Obviously, it is difficult, on a national level, to really study these localized trends. So don't do it, and don't release so obviously a flawed "finding."

Ridiculous
"Many charter schools on other localities failed to meet AYP. Does this mean that a majority of charter schools in Washington, D.C. and elsewhere are failing to educate their students? The answer is that [we] cannot know from the AYP data..."

Well, why not? AYP, while obviously not the end-all of student achievement measurement, is at least a consistent benchmark. In the absence of a situation where an entire school is composed of subgroups too statisically small to be measured, AYP is one, albeit incomplete, way to measure growth.

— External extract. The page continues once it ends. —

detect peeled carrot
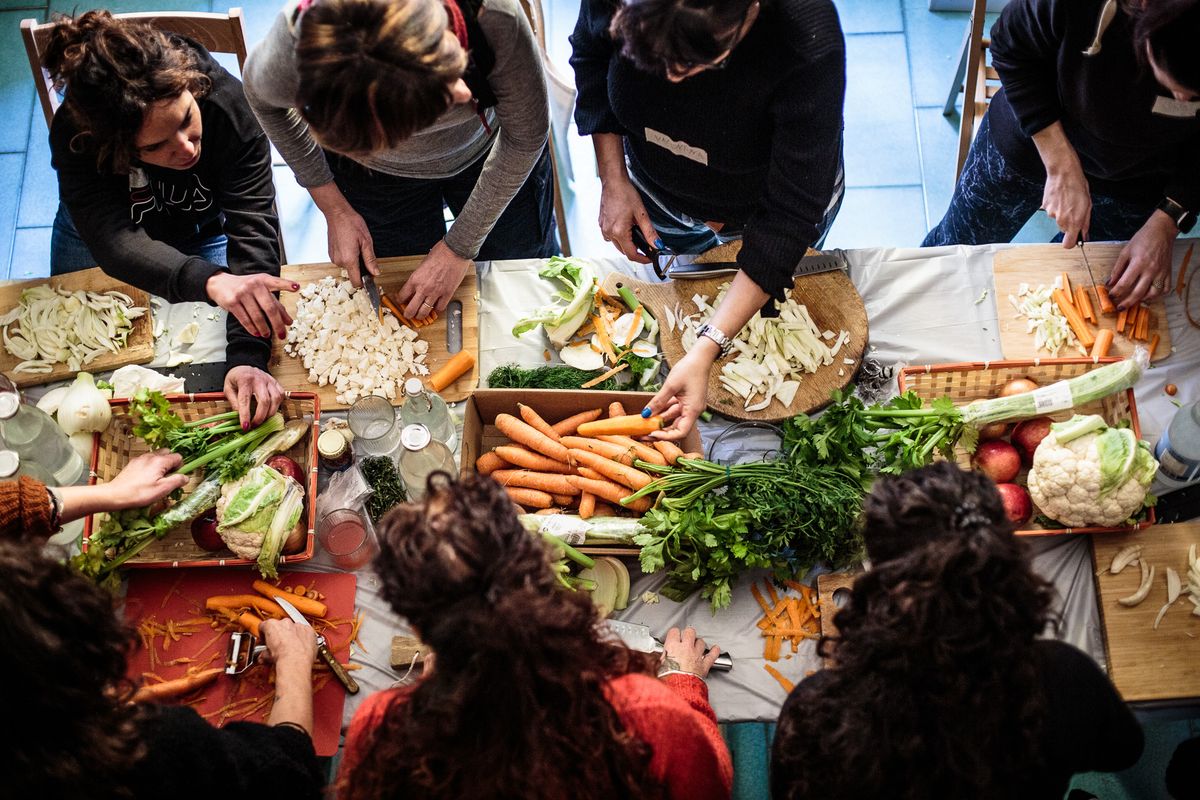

Our charter school proponents don't think so. "The ten charter schools [in Washington D.C.] that failed to meet AYP were serving highly disadvantaged students who seldom meet AYP, given the way it is calculated."

What? So, these kids have it tough, and they're real far behind, so it's okay for them to fail to achieve at (not even very high) levels? Are you kidding? They've never been doing real good, so we can't be expected to change that. My community school lacks the benefits most charter schools enjoy and yet we've made AYP three straight years and have exited Program Improvement status, doing it within communities that are highly disadvantaged and (previously) seldom met AYP. No excuses, right? It makes you wonder if proponents of charter school would take such as a laissez-fare, oh well attitude to the lack of achievement in community schools.

You smell that? It's hypocrisy.

Missing the point, again.
Authors decry the lack of quality research available on charter schools, citing studies that suffer from poor methodology or bias (in both directions). That said, there continues to be this massive blindspot in assessing the impact of charter schools on student achievement. "Everyone wants to know whether children attending charter schools benefit or suffer harm," writes our researchers. Maybe, but the benefits of children in a charter school looks at only one side of the coin. Incomplete or insufficient as existing research is, it drastically exceeds research that looks at the effects charter schools have on the students who do not attend. In other words, a charter school opens in our community, what happens to our schools that lose their committed families, accomplished students, and key staff? Truly, the effects on the other 1,500 or 3,000 kids ought to be just as, if not more important, than studying or how the 73 kids fared in their new environment.

*(their terminology, not mine)

4 Comments:

Blogger Johanna said...

Preach on, my friend. I am with you 100%.

12:31 PM  
Blogger Kilian Betlach said...

Yeah, so, that's what I do during Thanksgiving vacation after I can no longer play scrabble with my grandparents.

3:30 PM  
Blogger posthipchick said...

Had I known you were a Scrabble fan, I would have invited you over to play with my husband.
I have a rule that I don't play Scrabble anymore with English Phd's, but perhaps you would enjoy the challenge.

7:30 PM  
Blogger Kilian Betlach said...

Not Scrabble exactly, but the increasing popular post-Scrabble hybrid Upwords! With its reliance on pattern recognition and lack of true linguistic depth, Upwords! allows for far greater ease of play and a leveling of the playing field for those of us without Ph.Ds in anything, much less English.